Peyman Yazdani: ABD’nin Suriye ordusunun “Han Şeyhun” bölgesine kimyasal saldırı düzenlediğini öne süren gerçek dışı iddialara dayanarak, bu ülkenin bir hava üssüne yaptığı saldırısı, aslında Başkan Trump’ın Suriye krizine yönelik sergilediği ilk saldırgan tavır olmuştur.
Moskova ile Şam tarafından şiddetli şekilde reddedilen bu iddialara karşı, İran ve Rusya’nın saldırıyla ilgili küresel inceleme yapma isteği Kimyasal Silahların Yasaklanması Örgütü tarafından geri çevirilerek bu saldırının arkasındaki olası senaryoları ışığa çıkarmış oldu.
Bu konuyla ilgili Amerikan Yorumcu ve Geo Politik Uzmanı Anthony Cartalucci’yle altta okuyacağınız bir söyleşi gerçekleştirdik.
- “Han Şeyhun” kimyasal saldırısı kimin tarafından yapıldı?
Teknik açıdan bu olayın detayları hakkında bir şey söyleyemeyiz, fakat saldırının gerçekleştiği bölge, daha önce de kimyasal silah kullanma geçmişine sahip olan yabancı destekli teröristlerin kontrolü altında olduğu tespit edilmiştir.herhangi stratejik kazanımdan yoksun olan bu saldırı, ABD ile arkasındaki itilaf tarafından sadece birer siyasi araç olarak kullanılmıştır. Ancak ABD’nin saldırı sonrası ortaya koyduğu tavırları, bu ülkenin 2003 yılında kitle imha silahları bahanesiyle Irak’a yaptığı saldırısının tekrarlanmasına neden oldu.
- ABD, acilen gerçekleştridiği bu saldırıda hangi amaçlara ulaşmayı planlıyordu? Acaba bu amaçlara ulaşmayı başarabildi mi?
Bu saldırının amacı Suriye devletini baskı altında tutmaktı. Zira ABD, Suriye’nin kimyasal saldırının asıl kaynağı olduğundan emin olsaydı hiç beklemeden uluslararsı çapta inceleme isteğinde bulunup uzun zamandan beri peşinde olduğu Suriye’deki siyasi yapının değişmesine ilişkin yeterli gerekçeler de bulmuş olurdu. Bu saldırı sonucu ABD’nin doğrudan askeri müdahalede bulunarak Suriye’yi bölmeye çalışdığını açık şekilde görebiliriz.

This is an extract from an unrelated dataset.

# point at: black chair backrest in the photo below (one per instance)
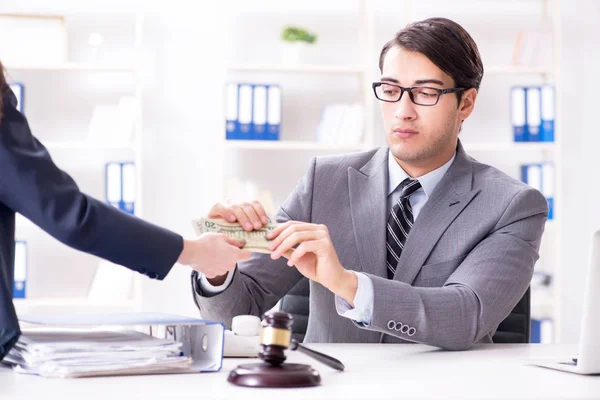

- Neden ABD ve müttefikleri, İran ve Rusya’nın uluslararası keşif heyetinin oluşumuna yönelik isteğine karşı çıktı?
Her zaman olduğu gibi kendisinin suçlu bulunduğunun farkında olan taraf, araştırma işleminde engel oluşturur. ABD, ya kendisi bizzat bu kimyasal saldırıyı gerçekleştirmiştir ya da ona bağlı müttefikleriyle terör örgütleri böyle bir girişimde bulunmuştur. Dayanaksız olduğu ortaya çıkan Kimyasal İmha Silahları bahanesi ile yapılan 2003’teki Irak saldırısı ardından da ABD’nin aynı davranışına tanık olduk.
- Siyonist Rejim’in bu saldırıdaki rolü nedir?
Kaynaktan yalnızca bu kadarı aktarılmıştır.